At a busy Arco station in Sacramento, regular gas is going for $3.69 a gallon. That makes filling up the tank a pricey proposition. Coming changes to California’s Cap and Trade program may make it even more expensive.
Beginning next January, fuel suppliers in California will have to comply with the Cap and Trade program. The 2006 initiative seeks to reduce greenhouse gas emissions in the state. And it seems generally expected that the coming change will lead to higher gasoline prices.
Cassandra Appel laughs as she cleans her windshield.
“I’d have to start riding a bicycle," she says.
Gas prices are already too high for her. And Appel doesn’t know how she might deal with any increase after January. Projected increases range from 10 cents to 69 cents a gallon. But that doesn’t really worry John Lovell. He says he’d probably be more thoughtful about his driving.
“Like, on the weekend I’ll run all the errands in the family. I’ll do all the shopping," he says. "What I’ll do a lot is I’ll split it up during the day. I’d probably do it all as one trip. You know, just little things like that.”
But some politicians are worried about possible spikes in gas prices. Sixteen Assembly Democrats have sent a letter to Governor Jerry Brown’s administration asking for a delay and a bill has been introduced that would postpone the change. Political consultant Mike Madrid says those politicians have good reason to be concerned. He says voters would likely blame incumbents if gas prices go up.
“If gas prices were to go up 15 cents, you would start to see some political shake out. If it goes up 25, 30, 40 cents? You would see an earthquake," he says.
And California’s been though a similar political earthquake before during the state’s 2000 energy crisis.
“Good example of that would be when Gray Davis is Governor and the lights go out in California. Whether or not he was responsible f it or not is of absolutely no consequence," Madrid says. "The voters are going to want someone’s head on a platter, they’re going to get it.”
Several business groups are worried. A recent event by the National Federation of Independent Business featured small business owners such as Travis Hausauer. He runs a chain of hamburger restaurants and says his suppliers would likely pass any cost increases onto him and he’d have to pass them on to his customers.

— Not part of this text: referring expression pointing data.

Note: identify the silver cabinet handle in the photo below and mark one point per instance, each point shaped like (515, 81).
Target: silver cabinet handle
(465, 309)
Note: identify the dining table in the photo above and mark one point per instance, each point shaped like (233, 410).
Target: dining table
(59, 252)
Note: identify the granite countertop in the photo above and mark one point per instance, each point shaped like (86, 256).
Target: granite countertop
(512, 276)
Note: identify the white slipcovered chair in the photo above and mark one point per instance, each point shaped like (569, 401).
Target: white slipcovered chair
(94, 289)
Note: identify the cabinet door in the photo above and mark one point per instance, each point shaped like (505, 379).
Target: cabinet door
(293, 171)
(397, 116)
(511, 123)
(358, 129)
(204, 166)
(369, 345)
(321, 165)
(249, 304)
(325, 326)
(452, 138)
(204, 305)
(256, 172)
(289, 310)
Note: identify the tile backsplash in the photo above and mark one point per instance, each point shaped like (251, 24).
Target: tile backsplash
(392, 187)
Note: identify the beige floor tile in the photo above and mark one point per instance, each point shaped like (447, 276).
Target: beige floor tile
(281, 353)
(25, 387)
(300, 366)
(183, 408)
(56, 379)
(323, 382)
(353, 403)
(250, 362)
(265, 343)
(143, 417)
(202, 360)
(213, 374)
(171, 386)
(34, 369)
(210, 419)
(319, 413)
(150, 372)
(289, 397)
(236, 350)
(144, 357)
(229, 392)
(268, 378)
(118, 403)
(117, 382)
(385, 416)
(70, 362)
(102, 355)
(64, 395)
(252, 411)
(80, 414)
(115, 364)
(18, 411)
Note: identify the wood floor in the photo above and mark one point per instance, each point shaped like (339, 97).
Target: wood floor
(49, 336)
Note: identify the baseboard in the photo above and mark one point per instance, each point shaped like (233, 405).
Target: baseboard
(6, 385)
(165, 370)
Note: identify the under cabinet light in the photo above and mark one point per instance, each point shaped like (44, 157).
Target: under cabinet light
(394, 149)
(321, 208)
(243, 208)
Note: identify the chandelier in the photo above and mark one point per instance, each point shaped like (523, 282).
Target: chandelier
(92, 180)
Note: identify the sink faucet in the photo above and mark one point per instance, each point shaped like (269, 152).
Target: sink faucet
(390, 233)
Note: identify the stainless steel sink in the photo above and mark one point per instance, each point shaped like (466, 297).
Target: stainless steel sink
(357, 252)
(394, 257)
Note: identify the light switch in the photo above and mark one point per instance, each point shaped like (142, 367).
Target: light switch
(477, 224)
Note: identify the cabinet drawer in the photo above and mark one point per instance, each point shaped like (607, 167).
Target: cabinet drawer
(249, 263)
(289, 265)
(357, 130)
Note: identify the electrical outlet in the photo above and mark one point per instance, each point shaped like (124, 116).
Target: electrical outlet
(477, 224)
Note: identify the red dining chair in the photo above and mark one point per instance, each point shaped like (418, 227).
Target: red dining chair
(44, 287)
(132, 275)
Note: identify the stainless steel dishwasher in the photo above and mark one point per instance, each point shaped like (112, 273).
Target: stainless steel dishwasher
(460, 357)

“What’s gonna happen is we’re going to get to a point in California where we’re gonna have $20 hamburgers," he says. "People won’t be able to afford them and I won’t be able to sell them so we’ll have to close our doors.”
The Western States Petroleum Association paid for a study that found prices could rise between 14 to 69 cents a gallon. And the state’s independent Legislative Analyst’s Office says prices will likely go up 13 to 20 cents a gallon by 2020.

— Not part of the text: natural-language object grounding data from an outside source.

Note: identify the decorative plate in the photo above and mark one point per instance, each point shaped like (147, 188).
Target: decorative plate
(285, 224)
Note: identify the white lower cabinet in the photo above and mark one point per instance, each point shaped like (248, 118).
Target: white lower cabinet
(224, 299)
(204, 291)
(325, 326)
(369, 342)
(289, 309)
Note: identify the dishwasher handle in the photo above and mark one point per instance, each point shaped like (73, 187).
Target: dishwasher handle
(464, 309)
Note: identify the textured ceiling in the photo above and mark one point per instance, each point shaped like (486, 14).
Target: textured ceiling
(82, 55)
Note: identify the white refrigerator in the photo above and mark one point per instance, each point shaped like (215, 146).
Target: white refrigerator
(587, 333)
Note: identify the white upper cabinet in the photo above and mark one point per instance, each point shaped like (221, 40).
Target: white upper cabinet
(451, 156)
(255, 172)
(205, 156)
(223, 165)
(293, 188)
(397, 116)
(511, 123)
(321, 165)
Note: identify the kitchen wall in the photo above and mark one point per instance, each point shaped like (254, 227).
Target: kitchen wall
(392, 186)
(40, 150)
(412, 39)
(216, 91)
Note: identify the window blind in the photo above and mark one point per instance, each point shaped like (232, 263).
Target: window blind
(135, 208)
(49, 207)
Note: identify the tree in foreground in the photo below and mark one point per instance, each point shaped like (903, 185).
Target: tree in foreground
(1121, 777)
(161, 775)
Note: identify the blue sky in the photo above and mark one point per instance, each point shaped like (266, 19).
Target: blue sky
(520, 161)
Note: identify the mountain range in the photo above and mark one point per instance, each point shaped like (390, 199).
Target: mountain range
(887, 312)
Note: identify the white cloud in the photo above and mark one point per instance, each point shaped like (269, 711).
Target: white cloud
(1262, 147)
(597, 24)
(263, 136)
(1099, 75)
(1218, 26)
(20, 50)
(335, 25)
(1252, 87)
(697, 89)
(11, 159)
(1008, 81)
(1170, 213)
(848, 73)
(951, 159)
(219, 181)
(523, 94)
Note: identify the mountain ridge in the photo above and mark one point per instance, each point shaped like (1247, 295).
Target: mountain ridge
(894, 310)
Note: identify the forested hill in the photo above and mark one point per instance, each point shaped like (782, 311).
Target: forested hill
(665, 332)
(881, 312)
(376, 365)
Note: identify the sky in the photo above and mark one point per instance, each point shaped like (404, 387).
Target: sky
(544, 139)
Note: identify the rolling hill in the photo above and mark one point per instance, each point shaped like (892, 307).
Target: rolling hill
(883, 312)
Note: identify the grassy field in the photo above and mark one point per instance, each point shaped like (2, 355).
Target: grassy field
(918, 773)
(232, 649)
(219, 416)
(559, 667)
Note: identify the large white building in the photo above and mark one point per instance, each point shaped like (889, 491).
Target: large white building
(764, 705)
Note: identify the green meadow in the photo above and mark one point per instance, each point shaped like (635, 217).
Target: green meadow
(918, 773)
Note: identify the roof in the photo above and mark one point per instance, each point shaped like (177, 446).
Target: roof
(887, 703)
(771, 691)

But Democratic Party leaders are not swayed. And in response to the letter from Assembly Democrats, the Air Resources Board points out petroleum-based transportation fuels make up almost 40 percent of California’s greenhouse gas emissions. The board says leaving them out of the program would undermine efforts to create cleaner fuels.
UC Davis’ Amy Jaffe says staying the course is the right call. Jaffe is the University’s Executive Director of Energy and Sustainability and an expert on energy policy. She doubts whether the change will actually cause gas prices to rise.
“The United States is a major exporter of gasoline and diesel fuel," she says. "And so we’re not in a situation where there’s a shortage of fuel and so the market should be able to respond.”
Jaffe’s prediction is backed up by other academic opinions that suggest gas prices could go up about ten cents a gallon, well within normal price fluctuations. And the California Air Resources Board is now saying it doesn’t anticipate any discernable rise in prices. That would be good news for drivers, and, perhaps, even better news for politicians.